Mythos raises the ceiling on what AI can do in cybersecurity tasks. It discovers zero-day vulnerabilities in codebases that previous models could not find. It reverse-engineers complex systems. It constructs sophisticated, multi-path exploits at scale. The capabilities that were previously accessible only to well-funded nation-state actors can now be replicated by a far broader set of threat actors. No longer do you need teams of expert reverse engineers and months of reconnaissance.

The threat landscape is structurally shifting. We will be determined by our ability to shift our defense in kind. Quickly.

Where AI in defense needs to go first

The industry is converging, rightly, on vulnerability research and remediation as the priority. Scanning your own codebase with the same class of models that attackers are using is a clear first step. In many cases, defenders actually have an asymmetric advantage here, as we have better access to our own code than attackers do.

The harder problem is remediation. We already carry significant backlogs of unresolved, sometimes exploitable, vulnerabilities. Unlike an attacker who has nothing to lose, defenders cannot afford mistakes. Our systems are in production. Downtime has real costs. The asymmetry of attacker agility versus defender accountability is where the gap widens.

AI-assisted vulnerability remediation at scale is necessary. But it is not a solved problem, and any honest assessment of the landscape has to acknowledge that.

What this means for security operations

The idea of static detections designed to discover dynamic adversaries is fundamentally misguided. The future is better trip wires and an assume-breach mentality.

For SOC teams, the implications are direct. The scale and complexity of attacks is accelerating. We should expect a higher volume of sophisticated attacks that actively evade detection, that do not conform to known signatures or behavioral patterns, and that are designed from the ground up to stay invisible.

This breaks the model that most SOC programs are built on. The idea of maintaining a library of static detections to catch dynamic adversaries has always had limits. Those limits are now being exposed in real time.

What we need instead is the ability to detect a high volume of low-fidelity signals, such as anomalies in endpoint behavior, data access patterns, email activity, network flows, and identity. This requires teams to investigate each one as if it were the leading edge of a sophisticated breach. Not because every alert is a nation-state intrusion, but rather, we should expect that a higher percentage now may be.

The question is no longer whether to adopt AI in security operations. This is clearly needed. We cannot scale defenses solely on human labor. 

The question is how to do it in a way that actually works inside the operational reality that security teams live in.

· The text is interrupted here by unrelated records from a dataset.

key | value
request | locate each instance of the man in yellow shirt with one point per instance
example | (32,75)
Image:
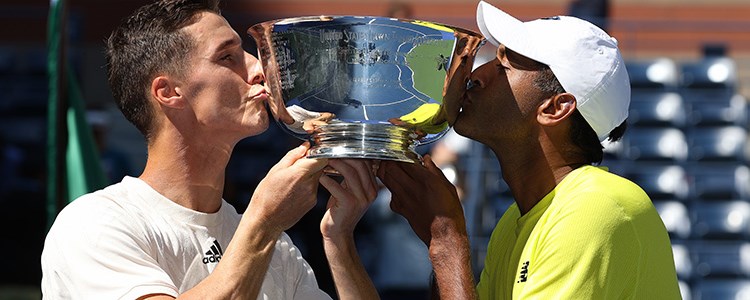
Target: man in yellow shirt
(556,88)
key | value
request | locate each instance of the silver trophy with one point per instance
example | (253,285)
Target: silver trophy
(358,87)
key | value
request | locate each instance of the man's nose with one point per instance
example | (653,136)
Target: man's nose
(255,70)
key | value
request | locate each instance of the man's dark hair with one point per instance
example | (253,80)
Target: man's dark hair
(147,43)
(581,133)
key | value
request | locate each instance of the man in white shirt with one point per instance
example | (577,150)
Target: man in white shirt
(179,74)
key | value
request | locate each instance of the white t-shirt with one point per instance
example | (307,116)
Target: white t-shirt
(127,240)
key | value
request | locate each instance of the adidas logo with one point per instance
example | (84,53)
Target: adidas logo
(524,272)
(214,254)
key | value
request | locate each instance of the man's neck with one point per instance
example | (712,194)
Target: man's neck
(533,173)
(188,172)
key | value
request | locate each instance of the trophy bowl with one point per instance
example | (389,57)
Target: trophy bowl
(355,86)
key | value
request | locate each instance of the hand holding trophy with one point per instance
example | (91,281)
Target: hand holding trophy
(364,87)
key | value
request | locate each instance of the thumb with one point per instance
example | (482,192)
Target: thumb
(279,111)
(292,156)
(432,167)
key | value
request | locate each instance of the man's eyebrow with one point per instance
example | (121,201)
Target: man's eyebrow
(227,44)
(523,61)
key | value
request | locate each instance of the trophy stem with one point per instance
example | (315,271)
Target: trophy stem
(361,140)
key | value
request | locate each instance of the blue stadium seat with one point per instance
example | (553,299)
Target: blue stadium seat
(656,108)
(656,144)
(675,216)
(716,107)
(722,289)
(660,181)
(720,181)
(683,262)
(721,259)
(718,143)
(685,290)
(722,219)
(657,73)
(710,73)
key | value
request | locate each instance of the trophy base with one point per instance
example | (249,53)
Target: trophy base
(362,140)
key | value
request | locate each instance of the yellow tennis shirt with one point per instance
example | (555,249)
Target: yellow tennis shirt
(595,236)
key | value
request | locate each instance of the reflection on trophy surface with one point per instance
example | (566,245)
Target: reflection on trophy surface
(358,87)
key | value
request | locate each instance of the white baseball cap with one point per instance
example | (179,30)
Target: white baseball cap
(584,58)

The real challenge is operational reality

Enterprises have legacy and custom tools, established processes, compliance and audit requirements, escalation paths, and oversight obligations that are not optional. AI cannot simply replace this infrastructure. It has to work within it.

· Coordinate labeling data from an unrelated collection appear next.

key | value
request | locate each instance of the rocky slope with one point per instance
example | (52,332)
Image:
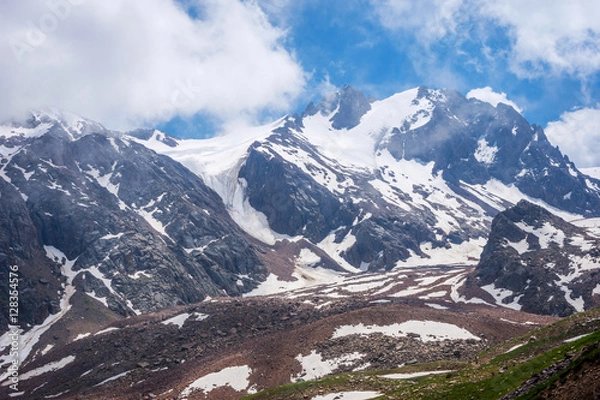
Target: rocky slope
(102,214)
(537,262)
(223,349)
(412,179)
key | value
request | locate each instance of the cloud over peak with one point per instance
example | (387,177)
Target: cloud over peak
(128,63)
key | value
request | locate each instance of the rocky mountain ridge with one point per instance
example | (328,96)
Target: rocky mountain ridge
(537,262)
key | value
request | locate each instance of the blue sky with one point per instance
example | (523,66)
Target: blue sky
(195,68)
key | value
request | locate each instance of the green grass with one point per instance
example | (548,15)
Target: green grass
(499,373)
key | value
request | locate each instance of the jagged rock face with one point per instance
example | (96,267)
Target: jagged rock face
(472,141)
(144,232)
(39,277)
(539,263)
(291,202)
(349,105)
(380,184)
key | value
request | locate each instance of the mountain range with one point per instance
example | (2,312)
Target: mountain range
(108,225)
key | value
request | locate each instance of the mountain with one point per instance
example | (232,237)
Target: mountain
(84,209)
(406,210)
(414,179)
(537,262)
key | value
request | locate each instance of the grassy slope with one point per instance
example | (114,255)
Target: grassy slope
(497,373)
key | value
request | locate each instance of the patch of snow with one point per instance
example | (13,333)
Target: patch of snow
(31,337)
(414,374)
(460,254)
(180,319)
(304,278)
(112,328)
(102,300)
(53,366)
(81,336)
(521,247)
(113,378)
(501,196)
(139,274)
(515,347)
(427,330)
(334,250)
(355,395)
(235,377)
(499,294)
(110,236)
(546,234)
(47,349)
(307,258)
(576,338)
(594,172)
(314,366)
(9,131)
(436,306)
(484,153)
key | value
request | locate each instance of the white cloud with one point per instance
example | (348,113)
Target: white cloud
(432,19)
(489,96)
(546,36)
(561,35)
(577,134)
(126,63)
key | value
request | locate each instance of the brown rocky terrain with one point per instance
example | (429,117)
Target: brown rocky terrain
(142,357)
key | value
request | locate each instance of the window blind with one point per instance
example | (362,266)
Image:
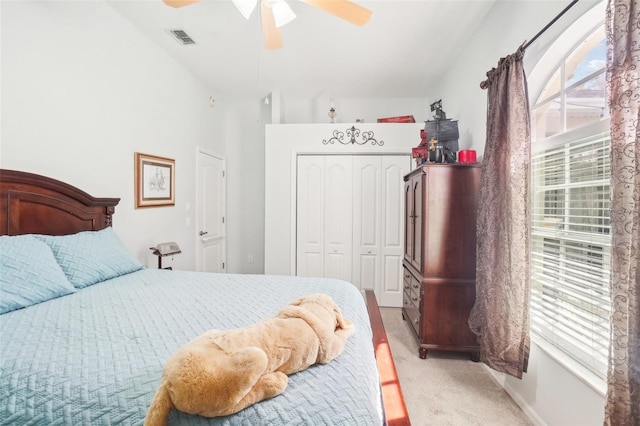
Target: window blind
(570,251)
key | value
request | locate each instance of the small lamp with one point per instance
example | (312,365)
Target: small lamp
(165,249)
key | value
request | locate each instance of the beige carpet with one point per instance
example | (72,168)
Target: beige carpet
(446,388)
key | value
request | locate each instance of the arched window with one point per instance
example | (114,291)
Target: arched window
(570,241)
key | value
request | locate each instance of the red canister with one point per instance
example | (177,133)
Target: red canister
(467,156)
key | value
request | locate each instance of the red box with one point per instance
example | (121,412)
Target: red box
(398,119)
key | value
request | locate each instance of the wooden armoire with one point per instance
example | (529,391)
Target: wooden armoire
(439,265)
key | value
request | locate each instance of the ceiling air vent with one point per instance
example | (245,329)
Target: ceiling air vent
(182,37)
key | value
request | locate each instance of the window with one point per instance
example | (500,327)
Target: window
(570,241)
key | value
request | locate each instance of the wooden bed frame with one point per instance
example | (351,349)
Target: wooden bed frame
(35,204)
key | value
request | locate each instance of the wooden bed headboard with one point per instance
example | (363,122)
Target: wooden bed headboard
(35,204)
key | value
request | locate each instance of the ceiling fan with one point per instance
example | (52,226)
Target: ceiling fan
(276,13)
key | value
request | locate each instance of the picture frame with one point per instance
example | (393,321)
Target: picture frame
(154,181)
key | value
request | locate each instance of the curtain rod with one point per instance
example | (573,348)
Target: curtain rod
(485,83)
(553,21)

You cannot properly scale your defenses without giving AI access to your organizational context, including your tools, your processes, your detection logic, and your escalation criteria. AI agents need to be able to investigate with the consistency and rigor of an incredible IR analyst, operate transparently, and support human oversight at the points where it matters.

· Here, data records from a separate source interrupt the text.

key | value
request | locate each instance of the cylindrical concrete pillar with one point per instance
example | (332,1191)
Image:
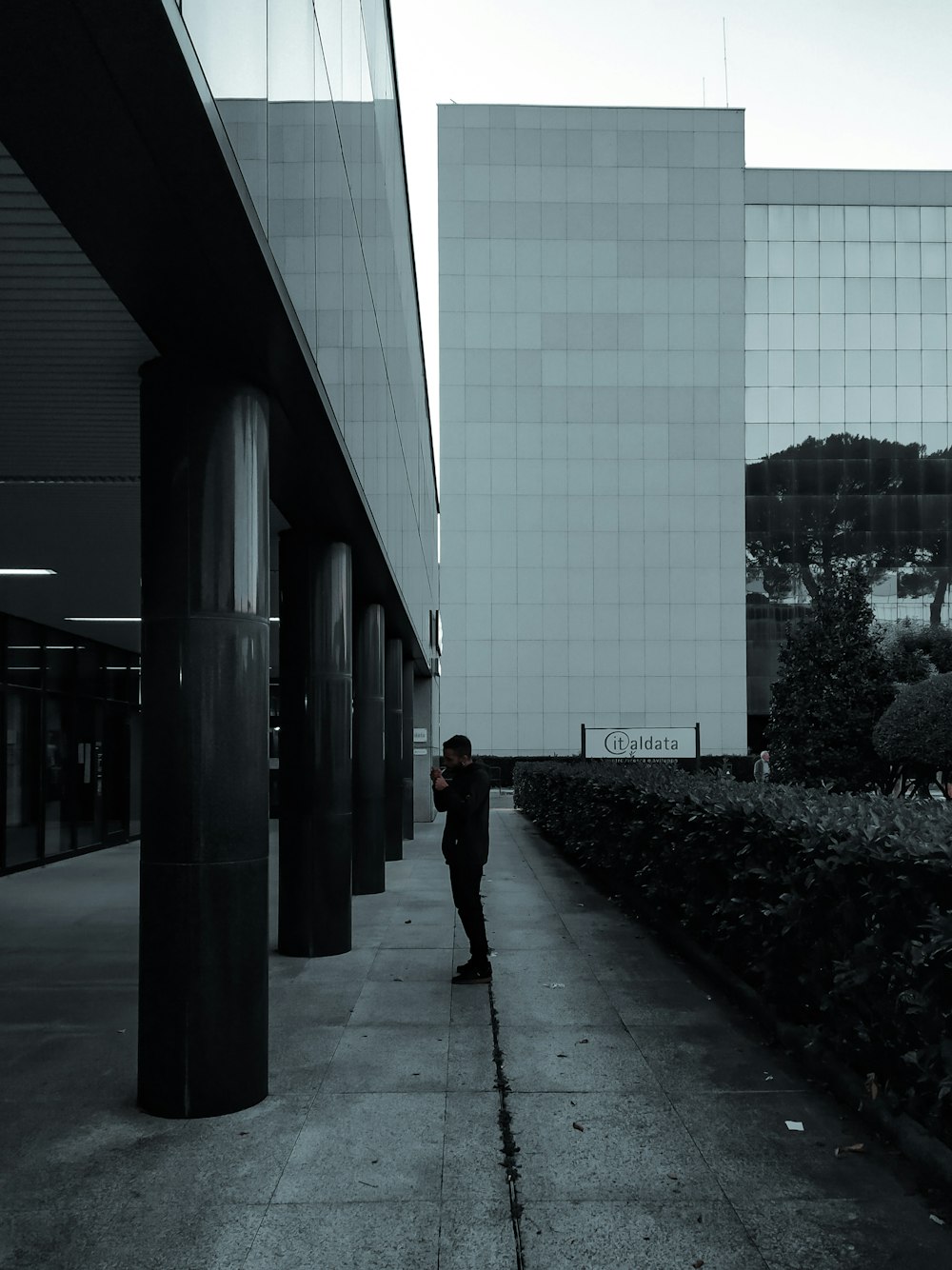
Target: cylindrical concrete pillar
(316,771)
(394,747)
(409,675)
(204,924)
(369,827)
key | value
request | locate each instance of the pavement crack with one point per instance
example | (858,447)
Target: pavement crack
(506,1129)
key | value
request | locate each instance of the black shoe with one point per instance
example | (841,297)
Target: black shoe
(474,972)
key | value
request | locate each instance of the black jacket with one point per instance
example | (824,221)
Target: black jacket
(466,803)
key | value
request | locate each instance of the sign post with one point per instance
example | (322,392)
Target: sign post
(642,742)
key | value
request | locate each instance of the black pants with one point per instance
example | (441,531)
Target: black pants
(465,879)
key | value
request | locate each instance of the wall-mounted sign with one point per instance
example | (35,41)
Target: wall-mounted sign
(640,742)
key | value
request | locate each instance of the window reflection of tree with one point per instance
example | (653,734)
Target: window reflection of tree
(882,505)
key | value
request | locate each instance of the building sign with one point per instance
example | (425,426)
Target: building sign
(640,742)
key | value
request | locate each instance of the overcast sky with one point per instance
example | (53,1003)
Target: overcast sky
(823,83)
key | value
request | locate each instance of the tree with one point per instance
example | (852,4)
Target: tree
(823,503)
(848,499)
(833,686)
(914,736)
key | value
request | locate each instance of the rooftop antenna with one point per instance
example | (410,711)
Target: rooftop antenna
(724,30)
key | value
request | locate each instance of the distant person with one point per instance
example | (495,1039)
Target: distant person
(461,789)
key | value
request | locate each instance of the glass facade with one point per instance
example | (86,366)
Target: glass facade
(848,447)
(307,93)
(70,717)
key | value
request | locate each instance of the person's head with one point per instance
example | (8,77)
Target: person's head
(457,752)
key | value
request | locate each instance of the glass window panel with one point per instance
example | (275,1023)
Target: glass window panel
(806,259)
(857,367)
(756,295)
(883,406)
(781,368)
(832,368)
(883,259)
(781,436)
(908,259)
(803,430)
(933,224)
(781,330)
(933,367)
(756,441)
(806,295)
(832,330)
(936,403)
(806,367)
(883,224)
(781,404)
(756,223)
(832,406)
(756,330)
(857,404)
(909,296)
(909,406)
(830,259)
(857,295)
(806,224)
(231,40)
(933,330)
(933,296)
(908,224)
(883,367)
(857,331)
(756,406)
(883,330)
(806,404)
(780,219)
(781,292)
(933,259)
(832,223)
(935,436)
(806,330)
(756,368)
(781,258)
(883,295)
(909,330)
(832,295)
(856,223)
(857,259)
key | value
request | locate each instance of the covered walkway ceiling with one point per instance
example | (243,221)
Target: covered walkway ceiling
(135,236)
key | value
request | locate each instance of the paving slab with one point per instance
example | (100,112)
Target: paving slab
(381,1144)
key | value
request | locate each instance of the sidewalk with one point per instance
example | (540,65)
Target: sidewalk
(647,1121)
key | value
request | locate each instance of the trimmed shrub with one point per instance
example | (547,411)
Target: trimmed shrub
(832,687)
(916,733)
(836,908)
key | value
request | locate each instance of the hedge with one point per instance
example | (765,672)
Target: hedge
(836,908)
(741,766)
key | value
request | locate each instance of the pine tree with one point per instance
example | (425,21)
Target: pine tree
(833,686)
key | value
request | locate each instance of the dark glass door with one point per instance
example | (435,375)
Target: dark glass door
(56,794)
(116,770)
(23,776)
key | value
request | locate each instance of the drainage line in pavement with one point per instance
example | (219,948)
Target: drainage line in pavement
(506,1129)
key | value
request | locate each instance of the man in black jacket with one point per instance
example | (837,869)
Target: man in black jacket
(461,789)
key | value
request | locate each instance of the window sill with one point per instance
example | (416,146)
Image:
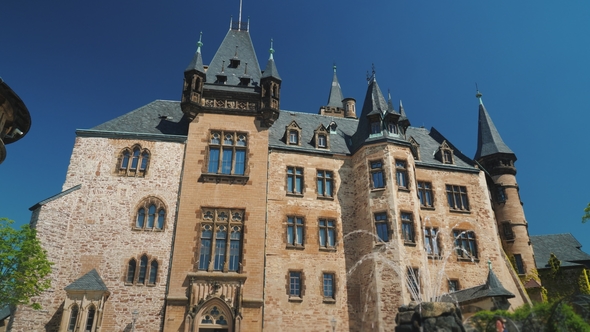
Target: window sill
(460,211)
(295,246)
(328,198)
(224,178)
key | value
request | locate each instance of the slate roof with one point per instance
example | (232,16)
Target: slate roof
(54,197)
(492,288)
(564,246)
(488,138)
(91,281)
(162,117)
(226,51)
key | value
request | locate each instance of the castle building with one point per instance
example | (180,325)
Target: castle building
(221,212)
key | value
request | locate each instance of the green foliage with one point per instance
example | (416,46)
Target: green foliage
(23,265)
(586,215)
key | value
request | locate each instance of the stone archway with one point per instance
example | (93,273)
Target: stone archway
(214,316)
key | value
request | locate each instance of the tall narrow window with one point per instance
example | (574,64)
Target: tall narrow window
(220,250)
(73,318)
(142,269)
(295,231)
(295,180)
(407,227)
(227,153)
(294,284)
(465,244)
(90,318)
(377,178)
(153,273)
(325,183)
(328,286)
(401,173)
(327,233)
(382,227)
(425,193)
(431,242)
(131,271)
(457,198)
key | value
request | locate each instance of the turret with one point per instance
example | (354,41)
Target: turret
(497,160)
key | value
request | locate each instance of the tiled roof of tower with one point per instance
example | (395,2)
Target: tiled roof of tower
(488,138)
(91,281)
(237,44)
(564,246)
(162,117)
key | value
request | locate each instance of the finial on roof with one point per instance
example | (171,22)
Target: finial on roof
(199,43)
(272,50)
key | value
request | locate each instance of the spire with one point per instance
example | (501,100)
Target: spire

This is precisely what we built Legion to do: meet organizations where they are. Our platform learns your existing tools, processes and context and makes them accessible to the latest frontier models (now Mythos, and every model in the future). From that we create structured, repeatable workflows where consistency is required or fully agentic investigations that require depth and judgment. Every action is auditable. Human-in-the-loop controls are configurable. And the system integrates across your entire stack.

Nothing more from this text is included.